The plot is a rollercoaster trip through all kinds of the best madness the series can put out – the opening is a little weak with a somewhat overlong forced exposition scene enlightened only by having Yotsugi dress up as each of the various apparitions that have plagued the characters to date (why this hasn’t been a range of figures I have no idea), but from then on you get Araragi engaging in a gloriously pervy and uncomfortable bath with Tsukihi which brings back all the fun of Nisemonogatari’s toothbrush sequence. Following this you get Araragi bantering with Shinobu, witty dialogue scenes with Yozuru and Yotsugi and a carefully planned rescue complete with a great shocker of an ending. Perhaps absence really does make the heart grow fonder as this plot arc really makes it very clear just how great Araragi and Shinobu are when done right - the pair brighten every scene they’re in whether its Shinobu being manipulated through her vanity or Araragi having a serious ethical conversation with a girl whilst holding her skirt above her head.
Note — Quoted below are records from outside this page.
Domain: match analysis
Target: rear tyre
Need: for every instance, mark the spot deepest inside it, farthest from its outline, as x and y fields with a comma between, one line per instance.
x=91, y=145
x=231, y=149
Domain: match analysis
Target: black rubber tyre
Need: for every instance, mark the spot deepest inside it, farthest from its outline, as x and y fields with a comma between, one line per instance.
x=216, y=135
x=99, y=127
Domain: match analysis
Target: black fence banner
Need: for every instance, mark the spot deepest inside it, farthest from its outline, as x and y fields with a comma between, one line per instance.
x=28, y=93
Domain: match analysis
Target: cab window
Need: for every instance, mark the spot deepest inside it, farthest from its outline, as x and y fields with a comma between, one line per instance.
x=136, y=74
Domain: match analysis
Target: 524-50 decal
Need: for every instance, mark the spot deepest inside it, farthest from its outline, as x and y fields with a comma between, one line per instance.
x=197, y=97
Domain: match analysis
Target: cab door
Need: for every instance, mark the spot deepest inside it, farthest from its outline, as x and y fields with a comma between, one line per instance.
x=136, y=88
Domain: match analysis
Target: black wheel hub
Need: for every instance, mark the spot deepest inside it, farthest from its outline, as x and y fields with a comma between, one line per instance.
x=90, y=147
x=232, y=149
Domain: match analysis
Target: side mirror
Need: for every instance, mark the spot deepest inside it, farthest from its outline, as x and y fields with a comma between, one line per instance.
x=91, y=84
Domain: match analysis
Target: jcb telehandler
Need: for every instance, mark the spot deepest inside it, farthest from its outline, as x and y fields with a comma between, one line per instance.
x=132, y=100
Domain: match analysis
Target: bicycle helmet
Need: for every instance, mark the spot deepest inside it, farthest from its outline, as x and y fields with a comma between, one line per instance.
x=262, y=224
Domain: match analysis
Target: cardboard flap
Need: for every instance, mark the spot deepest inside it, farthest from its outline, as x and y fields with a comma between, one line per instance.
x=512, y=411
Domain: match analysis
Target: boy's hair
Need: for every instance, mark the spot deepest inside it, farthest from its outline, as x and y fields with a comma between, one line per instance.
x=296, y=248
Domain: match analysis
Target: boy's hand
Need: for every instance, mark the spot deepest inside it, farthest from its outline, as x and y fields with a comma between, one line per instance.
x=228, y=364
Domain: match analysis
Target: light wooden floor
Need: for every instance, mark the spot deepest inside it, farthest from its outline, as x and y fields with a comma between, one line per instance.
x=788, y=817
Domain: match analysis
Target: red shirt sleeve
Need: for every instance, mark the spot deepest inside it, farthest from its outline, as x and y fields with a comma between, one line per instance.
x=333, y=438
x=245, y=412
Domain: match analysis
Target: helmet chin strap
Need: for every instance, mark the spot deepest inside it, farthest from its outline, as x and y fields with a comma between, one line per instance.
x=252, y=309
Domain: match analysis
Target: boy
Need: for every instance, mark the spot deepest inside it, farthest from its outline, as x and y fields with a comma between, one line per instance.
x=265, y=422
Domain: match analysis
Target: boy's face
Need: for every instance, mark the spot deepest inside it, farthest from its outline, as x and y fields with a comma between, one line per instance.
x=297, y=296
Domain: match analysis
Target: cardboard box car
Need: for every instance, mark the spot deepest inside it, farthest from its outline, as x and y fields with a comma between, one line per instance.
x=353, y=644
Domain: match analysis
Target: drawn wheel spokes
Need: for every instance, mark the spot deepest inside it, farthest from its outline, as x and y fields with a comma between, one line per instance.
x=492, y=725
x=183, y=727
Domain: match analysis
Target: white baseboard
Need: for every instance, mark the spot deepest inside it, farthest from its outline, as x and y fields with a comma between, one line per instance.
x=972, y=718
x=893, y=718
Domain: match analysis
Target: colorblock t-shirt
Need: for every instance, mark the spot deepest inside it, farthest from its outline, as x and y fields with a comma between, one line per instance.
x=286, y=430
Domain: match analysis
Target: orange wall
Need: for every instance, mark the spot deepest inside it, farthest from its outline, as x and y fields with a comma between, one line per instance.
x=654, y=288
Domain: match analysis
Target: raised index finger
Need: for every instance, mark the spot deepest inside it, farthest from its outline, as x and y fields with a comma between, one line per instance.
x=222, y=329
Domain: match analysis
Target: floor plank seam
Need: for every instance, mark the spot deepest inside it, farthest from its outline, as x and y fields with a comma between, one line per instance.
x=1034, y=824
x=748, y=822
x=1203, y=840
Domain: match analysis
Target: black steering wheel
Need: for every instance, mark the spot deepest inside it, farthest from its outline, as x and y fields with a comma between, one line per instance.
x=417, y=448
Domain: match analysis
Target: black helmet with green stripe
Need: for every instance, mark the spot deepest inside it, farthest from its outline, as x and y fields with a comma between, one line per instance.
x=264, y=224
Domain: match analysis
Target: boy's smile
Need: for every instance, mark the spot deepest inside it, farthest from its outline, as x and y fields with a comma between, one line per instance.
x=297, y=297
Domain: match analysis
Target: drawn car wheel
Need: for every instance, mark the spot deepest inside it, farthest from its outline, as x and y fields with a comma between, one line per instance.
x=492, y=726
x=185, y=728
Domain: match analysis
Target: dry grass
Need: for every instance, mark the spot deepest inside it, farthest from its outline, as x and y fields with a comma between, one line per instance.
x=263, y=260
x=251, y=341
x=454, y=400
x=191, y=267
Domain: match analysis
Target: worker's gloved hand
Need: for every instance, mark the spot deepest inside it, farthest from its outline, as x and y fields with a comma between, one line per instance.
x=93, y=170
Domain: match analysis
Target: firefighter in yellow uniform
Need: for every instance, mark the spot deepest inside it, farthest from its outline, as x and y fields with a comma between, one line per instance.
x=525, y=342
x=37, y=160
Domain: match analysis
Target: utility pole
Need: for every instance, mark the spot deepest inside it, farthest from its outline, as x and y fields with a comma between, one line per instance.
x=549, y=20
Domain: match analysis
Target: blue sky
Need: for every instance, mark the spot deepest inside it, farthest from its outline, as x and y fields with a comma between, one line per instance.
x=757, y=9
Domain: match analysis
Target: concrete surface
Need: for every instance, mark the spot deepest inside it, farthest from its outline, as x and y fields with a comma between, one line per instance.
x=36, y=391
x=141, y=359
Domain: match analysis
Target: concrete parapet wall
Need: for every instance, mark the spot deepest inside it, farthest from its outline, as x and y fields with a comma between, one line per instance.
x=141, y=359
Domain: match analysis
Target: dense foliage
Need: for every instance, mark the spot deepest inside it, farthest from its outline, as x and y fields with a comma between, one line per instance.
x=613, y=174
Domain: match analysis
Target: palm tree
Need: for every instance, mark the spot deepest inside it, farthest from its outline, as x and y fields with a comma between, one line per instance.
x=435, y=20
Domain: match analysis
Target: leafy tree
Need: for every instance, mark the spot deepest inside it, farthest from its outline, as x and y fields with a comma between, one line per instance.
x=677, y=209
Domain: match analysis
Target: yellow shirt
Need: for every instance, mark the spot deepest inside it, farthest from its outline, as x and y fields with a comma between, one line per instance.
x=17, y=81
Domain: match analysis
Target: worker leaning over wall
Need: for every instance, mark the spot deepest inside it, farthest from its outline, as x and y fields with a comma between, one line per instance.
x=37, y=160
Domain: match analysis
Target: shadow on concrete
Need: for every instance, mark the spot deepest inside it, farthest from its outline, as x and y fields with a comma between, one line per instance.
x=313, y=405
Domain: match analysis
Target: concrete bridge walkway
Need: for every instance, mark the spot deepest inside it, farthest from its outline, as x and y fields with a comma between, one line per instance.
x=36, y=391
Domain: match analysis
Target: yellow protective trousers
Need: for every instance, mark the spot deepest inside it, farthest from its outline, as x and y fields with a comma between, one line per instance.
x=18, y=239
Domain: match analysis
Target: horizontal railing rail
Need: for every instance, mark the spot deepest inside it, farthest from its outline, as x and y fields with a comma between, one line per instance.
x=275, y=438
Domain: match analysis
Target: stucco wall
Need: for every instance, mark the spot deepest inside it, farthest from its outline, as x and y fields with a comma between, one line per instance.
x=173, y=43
The script shines and the voice actors are absolutely on point here, especially Maaya Sakamoto as Shinobu who drives home everything you love about the character and leaves you begging for more.
On the technical side things have picked up a lot too, with the CG blending much better with the rest of the animation and the snowy vistas proving to be a brilliant look for the series trademark beautiful environments. It certainly helps that the series has pulled back on just how weird and bizarre the backgrounds get too, with this arc focusing much more on more subtle character beats (a personal favourite is Yotsugi doing the dance moves to Platinum Disco - Tsukihi’s opening from Nisemonogatari – in the background whilst other characters talk about her in the fore). It does have to be said however that the fan service is a little awkward throughout this arc, focusing as it does on the younger characters (though the show knows exactly where to draw the line) whereas a place where you’d naturally expect some from one of the older characters goes without.
To round things out all that’s left to be said is that this is the one we’ve been waiting for. It’s pure, unadulterated, eye-wateringly gorgeous fun and that’s exactly what we’ve all come to expect from the series.
Japanese stereo audio with English subtitles. Extras consist solely of clean opening and closing credits.
Dan first encountered anime at the ripe old age of six with a VHS copy of Laputa. Ten years later he re-discovered it in Robotech and overnight a DVD collection was born.